It was the same reason that Max had first decided to help Eli with his own business. Okay, Max had said after she’d heard his story. Well, you’re definitely a mystery. And that was all it had taken. A boy who plucked the magic from a soul like petals, who had no memory of who he was before three years ago? She had peeked once at the hollowness inside him, the crack right through his center, and decided instantly that it was something of interest to her.

In return, it had become a fun little game for Eli and Sunny while they were on their adventures: Who could bring Max back the weirdest find? Scales from a water spirit, hair of a lagahoo, cursed knives, phoenix ashes; somewhere along the road, the two of them had inadvertently become a pair of proprietary house cats, filling their jaws with feathered gifts.

It was Max who had dropped Pam’s request in their group chat a week prior, between links to personality quizzes and twelve-minute-long YouTube videos dissecting pop star feuds. Pam looking for ancient fang, she’d texted, says it nyams magic.
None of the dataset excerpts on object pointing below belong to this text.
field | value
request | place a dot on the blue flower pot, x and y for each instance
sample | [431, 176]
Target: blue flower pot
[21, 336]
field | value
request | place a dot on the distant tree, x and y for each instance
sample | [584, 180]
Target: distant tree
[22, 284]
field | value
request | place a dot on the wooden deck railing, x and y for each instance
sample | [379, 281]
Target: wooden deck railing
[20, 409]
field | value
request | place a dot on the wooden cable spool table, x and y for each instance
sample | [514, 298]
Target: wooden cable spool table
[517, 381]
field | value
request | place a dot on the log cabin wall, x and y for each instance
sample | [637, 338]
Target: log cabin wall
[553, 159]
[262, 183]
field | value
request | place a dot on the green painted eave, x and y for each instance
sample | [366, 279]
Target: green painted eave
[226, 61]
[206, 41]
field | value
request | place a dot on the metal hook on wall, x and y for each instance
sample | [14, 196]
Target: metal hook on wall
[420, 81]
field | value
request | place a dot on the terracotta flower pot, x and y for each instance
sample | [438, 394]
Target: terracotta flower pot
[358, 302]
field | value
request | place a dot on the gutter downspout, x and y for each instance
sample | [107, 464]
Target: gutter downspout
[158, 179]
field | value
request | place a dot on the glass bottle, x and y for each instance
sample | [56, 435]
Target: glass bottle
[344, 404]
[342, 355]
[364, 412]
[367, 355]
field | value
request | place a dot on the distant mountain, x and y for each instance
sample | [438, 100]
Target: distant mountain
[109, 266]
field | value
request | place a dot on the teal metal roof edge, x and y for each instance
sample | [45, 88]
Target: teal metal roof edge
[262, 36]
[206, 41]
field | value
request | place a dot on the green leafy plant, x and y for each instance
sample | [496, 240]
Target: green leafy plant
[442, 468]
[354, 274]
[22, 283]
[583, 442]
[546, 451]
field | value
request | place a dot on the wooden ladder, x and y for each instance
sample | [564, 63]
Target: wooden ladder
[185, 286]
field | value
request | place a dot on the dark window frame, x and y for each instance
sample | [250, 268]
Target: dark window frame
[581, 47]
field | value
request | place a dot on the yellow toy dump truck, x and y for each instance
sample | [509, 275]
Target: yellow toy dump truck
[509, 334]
Allegedly stolen by Anansi himself from Osebo, leopard god. Last heard whispers that it’s with some seer man looking to sell to the highest bidder. Pam says if you find, DO NOT TOUCH (obvs). (It eats magic.)

pass, Sunny had replied, sounds like some old-time bush fable. But then a week later she’d come back with the lead on a Camden pub and a simple follow-up question:

how much?

“Pam’s not going to like this,” Max said, after suffering through their lengthy explanation of how they’d searched for the seer man and instead stumbled on the boy in the alleyway, a hole pierced through his gut, half dead, and no sign of the fang.

Sunny and Eli exchanged a look. Pam sent them on a lot of errands. Some of the things they were sent to retrieve were hefty enough to keep their stomachs full for whole months. Other times it was just the matter of passing on a message. Pam never gave any indication of the significance of her requests, and Eli and Sunny never asked. This felt different.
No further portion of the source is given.